神田淡路町おおきなおうちの玄関は、レンガの透かし積みのスクリーンが印象的です。このデザインは、旧万世橋駅(現在のマーチエキュート神田万世橋)の美しい赤レンガのアーチと呼応するようデザインしました(写真1)。スクリーンの奥は子どもの下足箱、アーチの高さは1.4mほど、大人はかがまないと入れない子ども専用のスペースです。
ラフ・クルー烏山保育園では羽目板で半アーチ型のエントランスをつくりました。ランダムな配置で直線的な照明が未来的な印象を与え、子どもたちや来園者を奥へ誘います(写真2)。
写真3は、玄関にアクセントカラーを用いた事例です。ローコストであっても、ビニルクロスの色を変えるだけで、玄関に明るい印象を与えることができます。

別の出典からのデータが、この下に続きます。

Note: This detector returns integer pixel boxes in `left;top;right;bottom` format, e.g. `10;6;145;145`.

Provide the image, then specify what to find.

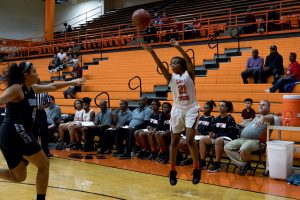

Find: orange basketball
132;9;151;28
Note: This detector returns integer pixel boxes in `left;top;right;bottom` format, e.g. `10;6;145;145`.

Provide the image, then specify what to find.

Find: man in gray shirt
112;100;132;156
224;100;280;175
84;100;112;154
46;96;61;129
241;49;264;84
119;97;152;159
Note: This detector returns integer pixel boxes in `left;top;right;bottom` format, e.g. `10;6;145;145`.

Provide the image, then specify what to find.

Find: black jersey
3;86;37;132
212;115;238;139
197;115;214;135
149;112;160;128
156;113;171;131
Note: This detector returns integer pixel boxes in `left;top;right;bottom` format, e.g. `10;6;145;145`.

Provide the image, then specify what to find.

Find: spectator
57;49;67;63
265;53;300;93
243;9;257;34
134;100;160;160
159;12;171;24
66;25;72;33
155;102;172;164
112;100;132;157
241;49;264;84
83;100;112;154
268;6;280;31
179;100;216;168
169;18;183;40
258;45;284;84
56;99;84;150
67;47;74;57
66;97;95;151
48;54;60;73
119;97;152;159
238;98;255;128
256;17;266;34
153;12;160;26
192;17;201;38
224;100;280;175
144;23;157;43
200;100;237;172
46;95;61;129
63;62;82;99
32;80;53;158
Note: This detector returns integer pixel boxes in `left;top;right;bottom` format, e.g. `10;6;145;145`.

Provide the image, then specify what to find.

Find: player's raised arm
170;38;195;80
32;78;86;94
141;43;172;83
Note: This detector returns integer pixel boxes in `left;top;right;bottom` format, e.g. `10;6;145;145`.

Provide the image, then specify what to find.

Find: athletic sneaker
200;160;206;169
118;153;131;160
169;171;177;186
148;152;157;161
160;153;169;164
192;169;201;184
137;151;146;159
239;163;251;176
207;162;221;173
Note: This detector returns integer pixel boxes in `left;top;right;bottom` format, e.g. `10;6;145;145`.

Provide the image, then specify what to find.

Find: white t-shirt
169;71;197;108
57;52;67;61
74;109;84;121
82;109;93;122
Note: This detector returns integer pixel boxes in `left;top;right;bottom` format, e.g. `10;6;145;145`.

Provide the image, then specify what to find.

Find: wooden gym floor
0;151;300;200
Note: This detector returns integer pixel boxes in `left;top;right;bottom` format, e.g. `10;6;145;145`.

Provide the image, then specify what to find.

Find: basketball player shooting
141;39;201;185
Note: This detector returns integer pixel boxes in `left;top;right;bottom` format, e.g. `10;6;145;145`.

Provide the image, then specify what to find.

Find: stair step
154;85;169;92
83;61;99;65
40;81;52;85
142;92;168;100
51;75;65;81
204;62;219;69
195;66;207;77
93;57;108;62
62;72;72;76
225;51;242;56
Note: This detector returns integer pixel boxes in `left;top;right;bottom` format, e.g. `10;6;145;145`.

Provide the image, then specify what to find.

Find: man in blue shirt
241;49;264;84
84;100;112;154
119;97;152;159
112;100;132;156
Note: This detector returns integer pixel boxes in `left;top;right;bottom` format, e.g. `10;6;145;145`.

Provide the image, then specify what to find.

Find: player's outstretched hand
140;43;153;52
170;38;179;47
72;78;86;86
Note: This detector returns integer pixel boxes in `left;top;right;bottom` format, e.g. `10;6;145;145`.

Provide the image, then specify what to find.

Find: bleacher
0;0;300;160
9;0;300;60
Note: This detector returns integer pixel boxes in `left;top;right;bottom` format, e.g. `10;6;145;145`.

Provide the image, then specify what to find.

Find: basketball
132;9;151;28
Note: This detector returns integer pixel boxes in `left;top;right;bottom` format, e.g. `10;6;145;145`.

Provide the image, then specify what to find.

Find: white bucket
267;140;294;179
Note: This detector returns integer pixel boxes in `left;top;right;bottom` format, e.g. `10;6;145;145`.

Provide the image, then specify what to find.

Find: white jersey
74;109;84;121
82;109;93;122
169;71;197;109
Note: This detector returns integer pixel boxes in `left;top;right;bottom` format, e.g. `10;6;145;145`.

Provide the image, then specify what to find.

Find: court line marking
0;180;127;200
54;156;295;199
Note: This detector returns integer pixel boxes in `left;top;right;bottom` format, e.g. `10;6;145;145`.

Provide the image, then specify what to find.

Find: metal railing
128;76;143;97
94;92;110;108
156;61;170;75
208;36;219;60
185;49;196;66
3;1;300;57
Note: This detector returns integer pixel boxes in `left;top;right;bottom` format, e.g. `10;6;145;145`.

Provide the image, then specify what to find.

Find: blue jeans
270;78;297;93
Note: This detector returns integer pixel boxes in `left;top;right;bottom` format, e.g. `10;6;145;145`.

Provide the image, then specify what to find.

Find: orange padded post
44;0;55;41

立華学苑(たちばながくえん)の玄関で、縦格子の木ルーバーで四周を覆いました。建具の木枠を表面には出さないよう、ティテールには十分注意しました。間接照明と木ルーバーの相性は良く、魅力的な玄関になりました(写真4)。
写真5は、カフェ風の保育園の玄関です。大きなガラス窓と鏡板でつくられた引違い戸、イタリアンレストランを彷彿させる黒板のメニューボード、折り上げ天井、湾曲した階段、ライトアップされた絵本棚など、細部にまでこだわったデザインが特徴です。
グローバルキッズ松陰神社駅前保育園の玄関では、木製扉の両サイドにクリスタルブリック(株式会社モザイクジャパン)というガラスのレンガを採用しました。内部から照明を当てることで、優しい光を玄関先につくりだし、夜、子どもをお迎えに訪れる保護者の疲れを癒やすデザインを目指しました(写真6)。
写真7は、チョークボードペイントを使用した玄関です。玄関に四角い独立柱があって邪魔だったのですが、丸柱にしてアクセントカラーのチョークボードペイントを塗りました。照明も放射状にレイアウトすることで、賑やかな玄関になりました。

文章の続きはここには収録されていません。